Second, the accounting criteria applicable to hedging need to be improved. The Corporate Accounting Standards No. 24 - Hedging has specified hedging criteria, however, besides a clear specification of a numerical value to the "validity" criterion, the majority of criteria are too abstract, which may lead to big differences due to subjective interpretation in actual implementation, resulting in the same type of business to be counted as hedging by some companies and not as hedging by other companies.  Even the rationality of the validity criterion, which is clearly defined by a numerical value, also needs to be scrutinized.  The accounting criteria specify a numerical value of 80% -125% for the validity criterion, when exceeding the upper variation range of 125%, even if the enterprise conducts hedging in strict accordance with the hedging strategy, hedging can also be rendered as invalid. Thus the hedging capital cannot be accounted as revenue items in the main businesses, the charts of accounts, therefore, will contain large amounts of risk investments and investment incomes, which is not conducive to reflect the true state of stable operations for enterprises.
 
Third, the ledger settings of futures exchanges are not uniform.  At present, the accounting matters of China's futures exchanges are largely based on the Accounting Law and corporate accounting standards. However, for the Accounting Law and corporate accounting standards are universally applicable to all types of market entities, the accounting rules do not specifically and practically target the futures industry.

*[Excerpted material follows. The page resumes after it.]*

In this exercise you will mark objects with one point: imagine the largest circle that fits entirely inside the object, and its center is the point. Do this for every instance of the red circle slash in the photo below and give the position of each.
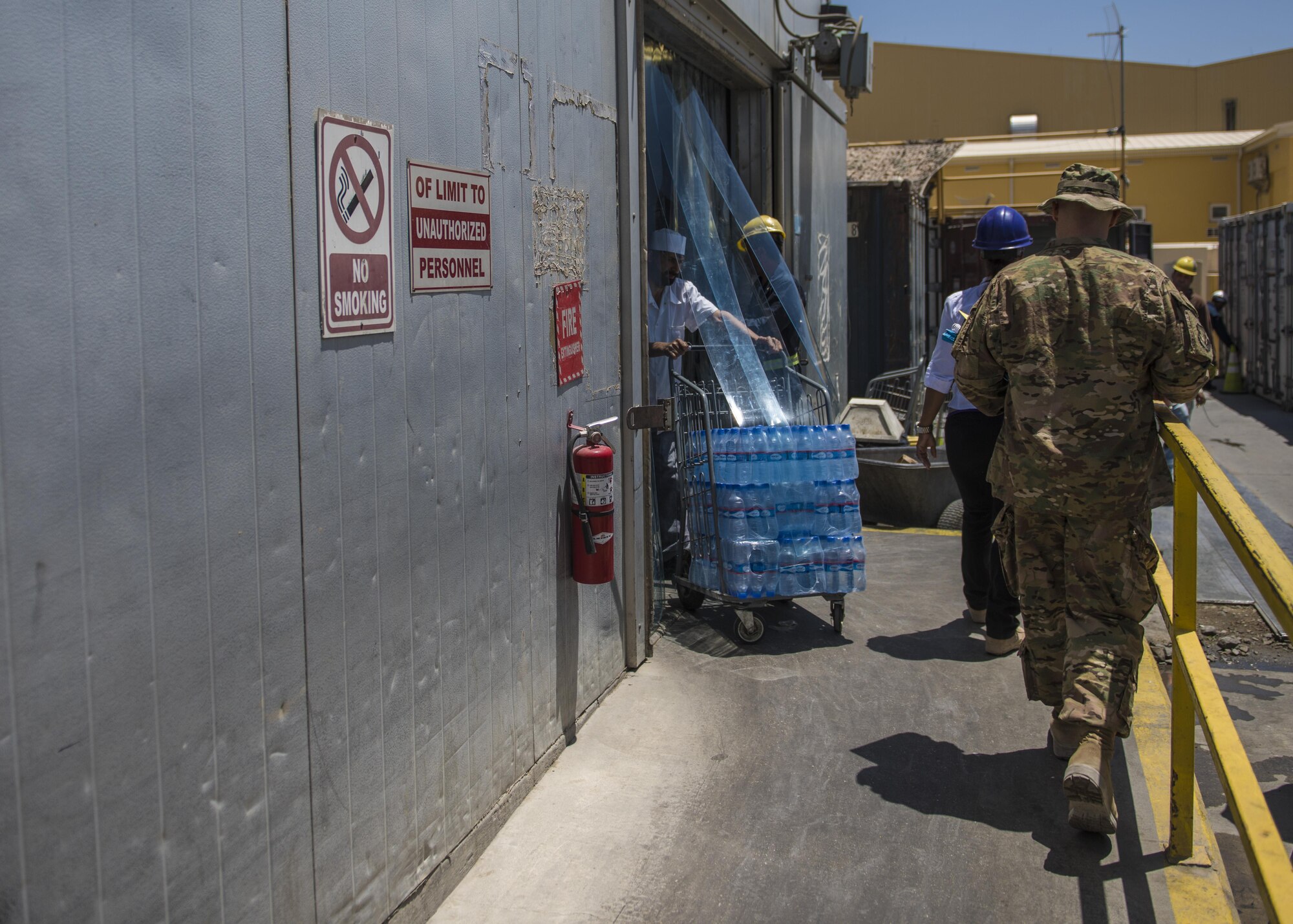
(342, 160)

The ledger settings of futures companies are currently uniformly specified in the Interim Provisions on Accounting Treatment of Commodity Futures Business for Futures Brokerage Companies, but much of the futures exchange businesses has no corresponding accounting requirements, so there are gaps in relevant regulations, which has led to distinct ledger settings in specific businesses in actual accounting practices among various futures exchanges and thus incomparability of accounting information between different exchanges.
 
To address the above-mentioned issues of the existing financial accounting policies for the futures market, we propose:  
 
(a) to revise as soon as possible provisions in the Interim Provisions of Financial Management on Commodity Futures Trading that are incompatible with the reality of the futures market; 
 
 (b) to further improve relevant provisions on hedging, to effectively guide accounting practices for the futures market through improvement of operability and suitability of hedging treatment criteria;
 
 (c) to uniformly standardize ledger settings based on the business type and scope of futures exchanges.